It’s the maritime adventurer’s lot: the naming of 'newly discovered' places and things. As in so many other areas, here Captain James Cook had flair. Australasian locations that owe their identities today to the 18th-century explorer include Young Nick’s Head, Cape Foulwind, Poverty Bay and Booby Island (named for the seabird).
Less imaginatively we may also visit Mount Cook (New Zealand), Cook Strait (NZ again), Cook’s Harbour (Canada), Cook Island (Australia), Cook (Australia again) and Captain Cook (Hawaii, USA). Cook’s name has also inspired the Captain Cook Multi-storey Car Park (Middlesbrough), a Captain Cook craft gin (your choice of “Rhubarb” or “Navigator First Voyage”, distilled in North Yorkshire), and a Captain Cook “fish and beef” restaurant (Bulgaria, 4.5 on TripAdvisor).
More on-brand was the Captain Cook dive watch made by Rado between 1962 and 1968 — an outlier at the time, Rado was known for thin, ceramic dress watches — and reintroduced in 2017. Now the watchmaker has christened a new Captain Cook, the Captain Cook Ceramic.

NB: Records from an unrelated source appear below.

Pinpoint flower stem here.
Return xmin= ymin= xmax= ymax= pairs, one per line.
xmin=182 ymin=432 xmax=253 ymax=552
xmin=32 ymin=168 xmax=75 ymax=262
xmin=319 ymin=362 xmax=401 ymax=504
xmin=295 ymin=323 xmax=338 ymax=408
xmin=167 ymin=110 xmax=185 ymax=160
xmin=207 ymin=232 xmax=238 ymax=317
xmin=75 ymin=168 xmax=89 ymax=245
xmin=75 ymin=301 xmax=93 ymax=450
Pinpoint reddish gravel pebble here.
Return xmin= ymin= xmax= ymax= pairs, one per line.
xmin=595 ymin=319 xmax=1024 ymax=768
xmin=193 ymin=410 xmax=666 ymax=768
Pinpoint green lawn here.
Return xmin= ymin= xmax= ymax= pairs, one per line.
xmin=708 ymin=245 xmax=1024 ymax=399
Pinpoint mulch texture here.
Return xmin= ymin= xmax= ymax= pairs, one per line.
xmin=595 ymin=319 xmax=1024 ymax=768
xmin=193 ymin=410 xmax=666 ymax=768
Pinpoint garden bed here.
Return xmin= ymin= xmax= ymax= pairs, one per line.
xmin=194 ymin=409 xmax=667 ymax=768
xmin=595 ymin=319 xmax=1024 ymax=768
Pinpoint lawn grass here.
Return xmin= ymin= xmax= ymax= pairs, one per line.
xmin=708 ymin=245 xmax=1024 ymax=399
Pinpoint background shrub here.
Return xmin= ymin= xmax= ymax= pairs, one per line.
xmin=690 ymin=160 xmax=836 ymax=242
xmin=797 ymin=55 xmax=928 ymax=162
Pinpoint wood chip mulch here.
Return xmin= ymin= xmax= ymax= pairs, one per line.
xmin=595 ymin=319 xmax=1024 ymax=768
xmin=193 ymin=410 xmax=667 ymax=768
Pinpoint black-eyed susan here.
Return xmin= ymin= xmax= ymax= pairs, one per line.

As well as the unusual case material, a call back to the 1960s’ original, eagle-eyed readers will have noted the skeletonised dial — a technique deployed by watchmakers to show off their inner mechanical handiwork, and something you hardly ever see in sports watches due to its fragility. But then the Captain Cook Ceramic is hardy, waterproof to 300m and built for adventure — much like its namesake.